The grim statistics is what keep scientists like Anja Brau motivated. “Cardiovascular disease isn’t just a European issue, it’s a human issue,” says Brau, director of global cardiac magnetic resonance at GE Healthcare. GE Healthcare and Arterys, a privately held company specializing in cloud based intelligent medical imaging, have been quietly working in partnership together to deliver an end-to-end solution that radically changes how the heart is imaged by MRI and then analyzed automatically in the cloud. The partnership was announced at this year’s RSNA conference.
Their technology, ViosWorks* can do the job in 10 to 15 minutes, rather than the more typical 45 minutes to an hour. It displays the results in 7 dimensions - 3 in space, 1 in time, and 3 in velocity direction - showing the actual blood flow in the heart as a moving image.
GE Healthcare and Arterys brought the technology to this year's meeting of the Radiological Society of North America (RSNA), which is taking place this week in Chicago. RSNA is the world's largest gathering of radiologists, drawing an expected 60,000 visitors.

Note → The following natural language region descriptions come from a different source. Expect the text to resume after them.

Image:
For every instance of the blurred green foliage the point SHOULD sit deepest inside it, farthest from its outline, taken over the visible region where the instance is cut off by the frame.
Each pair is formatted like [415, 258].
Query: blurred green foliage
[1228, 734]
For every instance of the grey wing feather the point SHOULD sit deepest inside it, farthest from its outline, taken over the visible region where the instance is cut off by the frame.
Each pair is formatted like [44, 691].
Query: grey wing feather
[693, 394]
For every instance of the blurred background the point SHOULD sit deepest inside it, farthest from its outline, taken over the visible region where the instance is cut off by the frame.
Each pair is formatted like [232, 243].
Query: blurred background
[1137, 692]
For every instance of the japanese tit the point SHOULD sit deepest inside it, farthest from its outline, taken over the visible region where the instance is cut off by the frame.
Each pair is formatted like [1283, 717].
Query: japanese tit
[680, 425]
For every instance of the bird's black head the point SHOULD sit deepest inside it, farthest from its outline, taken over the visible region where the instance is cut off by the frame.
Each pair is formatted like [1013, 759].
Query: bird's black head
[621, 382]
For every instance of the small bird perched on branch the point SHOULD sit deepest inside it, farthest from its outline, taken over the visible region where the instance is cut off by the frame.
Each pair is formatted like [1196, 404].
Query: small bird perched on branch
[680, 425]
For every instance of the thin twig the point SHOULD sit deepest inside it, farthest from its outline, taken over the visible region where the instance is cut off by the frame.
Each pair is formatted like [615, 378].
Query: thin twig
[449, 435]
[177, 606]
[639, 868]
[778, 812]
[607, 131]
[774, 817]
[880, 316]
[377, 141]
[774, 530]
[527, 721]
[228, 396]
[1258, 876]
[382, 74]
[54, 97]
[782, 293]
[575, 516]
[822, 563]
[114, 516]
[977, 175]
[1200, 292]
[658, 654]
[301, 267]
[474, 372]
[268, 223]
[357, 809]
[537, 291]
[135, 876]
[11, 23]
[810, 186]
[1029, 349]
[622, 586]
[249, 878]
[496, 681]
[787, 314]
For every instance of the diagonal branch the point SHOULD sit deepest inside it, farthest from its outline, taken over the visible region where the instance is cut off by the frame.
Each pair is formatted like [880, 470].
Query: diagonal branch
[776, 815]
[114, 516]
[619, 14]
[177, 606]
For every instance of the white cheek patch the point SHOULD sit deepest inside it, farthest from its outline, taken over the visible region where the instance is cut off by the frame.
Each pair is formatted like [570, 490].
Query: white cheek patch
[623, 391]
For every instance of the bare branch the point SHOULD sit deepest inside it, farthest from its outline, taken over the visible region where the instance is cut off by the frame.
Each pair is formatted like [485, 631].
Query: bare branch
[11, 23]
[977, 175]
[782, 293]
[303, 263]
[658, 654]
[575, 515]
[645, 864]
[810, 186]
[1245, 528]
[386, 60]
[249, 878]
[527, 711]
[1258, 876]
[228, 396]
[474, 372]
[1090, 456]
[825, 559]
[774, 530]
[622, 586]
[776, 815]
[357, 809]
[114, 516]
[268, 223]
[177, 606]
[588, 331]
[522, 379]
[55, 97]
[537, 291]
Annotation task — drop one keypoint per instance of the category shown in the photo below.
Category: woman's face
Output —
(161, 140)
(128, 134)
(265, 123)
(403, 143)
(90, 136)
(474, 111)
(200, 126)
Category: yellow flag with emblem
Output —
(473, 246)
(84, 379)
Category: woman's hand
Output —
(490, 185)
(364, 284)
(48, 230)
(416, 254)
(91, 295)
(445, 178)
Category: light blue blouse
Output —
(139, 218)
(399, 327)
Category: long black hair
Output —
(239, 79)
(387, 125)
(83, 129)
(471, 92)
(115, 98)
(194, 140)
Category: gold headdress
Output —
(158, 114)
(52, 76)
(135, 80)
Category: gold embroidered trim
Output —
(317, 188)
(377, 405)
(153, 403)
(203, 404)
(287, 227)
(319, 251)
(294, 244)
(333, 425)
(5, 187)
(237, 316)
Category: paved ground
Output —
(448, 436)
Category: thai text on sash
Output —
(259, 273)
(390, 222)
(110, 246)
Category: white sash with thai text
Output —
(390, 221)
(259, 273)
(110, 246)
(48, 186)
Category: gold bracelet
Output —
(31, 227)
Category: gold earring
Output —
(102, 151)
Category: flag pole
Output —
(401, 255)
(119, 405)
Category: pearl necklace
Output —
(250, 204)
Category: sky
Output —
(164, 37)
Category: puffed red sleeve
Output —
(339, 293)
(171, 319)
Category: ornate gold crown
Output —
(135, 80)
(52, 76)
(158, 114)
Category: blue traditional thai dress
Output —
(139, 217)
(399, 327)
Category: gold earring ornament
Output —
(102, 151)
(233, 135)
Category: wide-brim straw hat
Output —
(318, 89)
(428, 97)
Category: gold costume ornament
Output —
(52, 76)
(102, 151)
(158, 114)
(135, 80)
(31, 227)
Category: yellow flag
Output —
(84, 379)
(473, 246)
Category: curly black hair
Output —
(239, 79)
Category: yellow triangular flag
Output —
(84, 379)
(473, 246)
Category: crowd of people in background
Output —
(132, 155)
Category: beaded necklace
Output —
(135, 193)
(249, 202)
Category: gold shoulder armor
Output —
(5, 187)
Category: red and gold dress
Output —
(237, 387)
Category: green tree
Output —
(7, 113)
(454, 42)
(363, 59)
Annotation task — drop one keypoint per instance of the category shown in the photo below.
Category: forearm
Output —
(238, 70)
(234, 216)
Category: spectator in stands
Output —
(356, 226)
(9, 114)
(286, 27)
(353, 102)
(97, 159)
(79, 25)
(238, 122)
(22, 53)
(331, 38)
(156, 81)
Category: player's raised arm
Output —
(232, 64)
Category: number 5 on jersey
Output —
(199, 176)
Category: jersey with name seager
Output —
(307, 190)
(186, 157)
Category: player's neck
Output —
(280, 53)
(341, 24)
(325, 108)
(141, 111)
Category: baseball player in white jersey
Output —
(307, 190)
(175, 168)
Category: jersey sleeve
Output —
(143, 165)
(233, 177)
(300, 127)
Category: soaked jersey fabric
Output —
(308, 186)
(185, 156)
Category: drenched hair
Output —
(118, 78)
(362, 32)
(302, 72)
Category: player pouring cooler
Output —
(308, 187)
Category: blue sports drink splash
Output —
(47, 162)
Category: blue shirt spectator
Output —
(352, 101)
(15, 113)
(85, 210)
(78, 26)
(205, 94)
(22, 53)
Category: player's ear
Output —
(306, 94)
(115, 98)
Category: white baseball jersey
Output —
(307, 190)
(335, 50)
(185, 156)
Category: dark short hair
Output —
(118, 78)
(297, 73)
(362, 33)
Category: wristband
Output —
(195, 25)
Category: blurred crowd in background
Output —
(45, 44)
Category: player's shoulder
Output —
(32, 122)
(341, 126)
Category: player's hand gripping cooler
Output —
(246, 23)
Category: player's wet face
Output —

ViosWorks* can help physicians distinguish scarred or damaged tissue from healthy heart muscle and tell them whether blood is flowing through the heart the way it should be.
Every second counts. Doctors need to assess damage as quickly as possible to administer the right treatment, prevent death, speed recovery and reduce healthcare costs. The CDC Foundation estimates that by 2030, annual direct medical costs associated with cardiovascular diseases will rise to more than $818 billion, while lost productivity costs could exceed $275 billion. For comparison, the U.S., which has the world’s largest defense budget, spends on the military about $600 billion annually.
But it’s not so easy. MRI works by “acquiring” the image of the organ one thin slice of tissue after another – kind of like rebuilding a salami stick from individual slices. However, the procedure can take up to an hour and patients have to remain still. This is doubly difficult when imaging body parts like the heart, which keeps moving.
Says Brau: “As exciting and encouraging as these breakthroughs are, they are also just the beginning of what we can achieve.”